Spirulina does not, based on current evidence, directly modulate the expression of TIM-3, LAG-3, or PD-1 on T cells. No published human or animal studies have measured checkpoint receptor expression on TILs or circulating T cells following spirulina supplementation, and extrapolating from general immunomodulatory data to checkpoint biology would be mechanistically unsupported. What is established is that spirulina's bioactive constituents — primarily phycocyanobilin (PCB) and sulphated polysaccharides — engage several nodes of the immune system that are contextually relevant to exhaustion biology. First, spirulina polysaccharides and lipopolysaccharide-like components (including calcium spirulan and LPS-related cell wall structures) activate dendritic cells via TLR4 and TLR2, promoting IL-12p70 secretion. IL-12 is the canonical inducer of T-bet (TBX21) in T cells, and T-bet directly competes with TOX for chromatin occupancy at key exhaustion loci, meaning strong IL-12 signalling during T cell priming is associated with slower exhaustion kinetics.
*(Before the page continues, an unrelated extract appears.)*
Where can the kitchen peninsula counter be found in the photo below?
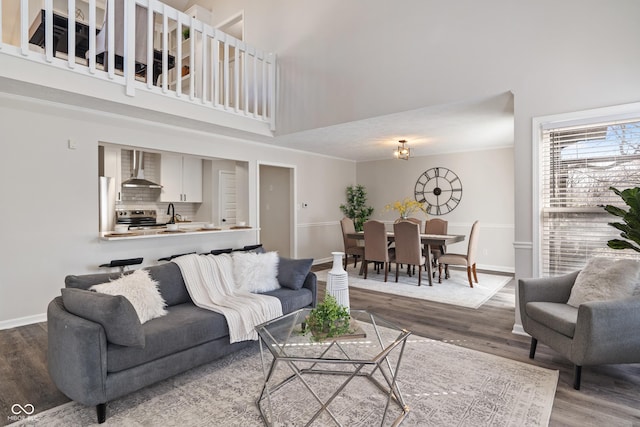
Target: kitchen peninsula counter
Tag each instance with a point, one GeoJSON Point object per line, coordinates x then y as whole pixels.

Second, spirulina activates NK cells, increasing cytotoxic granule exocytosis and IFN-gamma production. NK cells can lyse MHC-I-low tumour targets and secrete IFN-gamma, which upregulates CIITA and MHC-II on antigen-presenting cells, potentially improving DC-T cell synapse quality and the density of pMHC-II available to LAG-3. Third, PCB's inhibition of NADPH oxidase (NOX2) via the Nox2-Rac1 interface reduces reactive oxygen species in the tumour microenvironment. Oxidative stress is a driver of TOX expression and chromatin closure in exhausted T cells, so antioxidant attenuation of the microenvironmental redox burden may, in principle, slow the Tpex-to-Tex transition. Fourth, spirulina's effects on the Treg:Teffector balance — documented in murine models showing reduced FoxP3⁺ Treg frequency with polysaccharide fractions — are directly relevant because LAG-3 is a primary effector molecule of Treg suppression via MHC-II engagement. All of these observations are mechanistically plausible connections, not demonstrated outcomes in the checkpoint blockade context; they warrant controlled investigation, particularly in the setting of combination immunotherapy.

The Cancer Immunology Context: Practical Takeaways

For individuals with cancer who are receiving or considering checkpoint blockade therapy, the most important practical points are: (1) No clinical evidence supports spirulina as an adjunct to PD-1, TIM-3, or LAG-3 inhibitor therapy, and combining supplements with checkpoint blockade should always be discussed with an oncologist because immune stimulation in the wrong context can exacerbate immune-related adverse events such as colitis, hepatitis, and pneumonitis. (2) The mechanistic plausibility of spirulina's IL-12-inducing, NK-activating, and antioxidant properties being supportive of T cell priming quality is real, but "mechanistic plausibility" is not clinical efficacy. (3) Understanding the TIM-3 and LAG-3 axes helps explain why PD-1 blockade alone fails in terminally exhausted T cell contexts — combination strategies are being developed precisely because the biology is hierarchical and multi-receptor. (4) For otherwise healthy people interested in immune resilience, spirulina's established effects on IL-12, NK cells, and oxidative tone represent a scientifically coherent rationale for use, independent of the checkpoint pharmacology context, where the complexity and stakes are categorically different.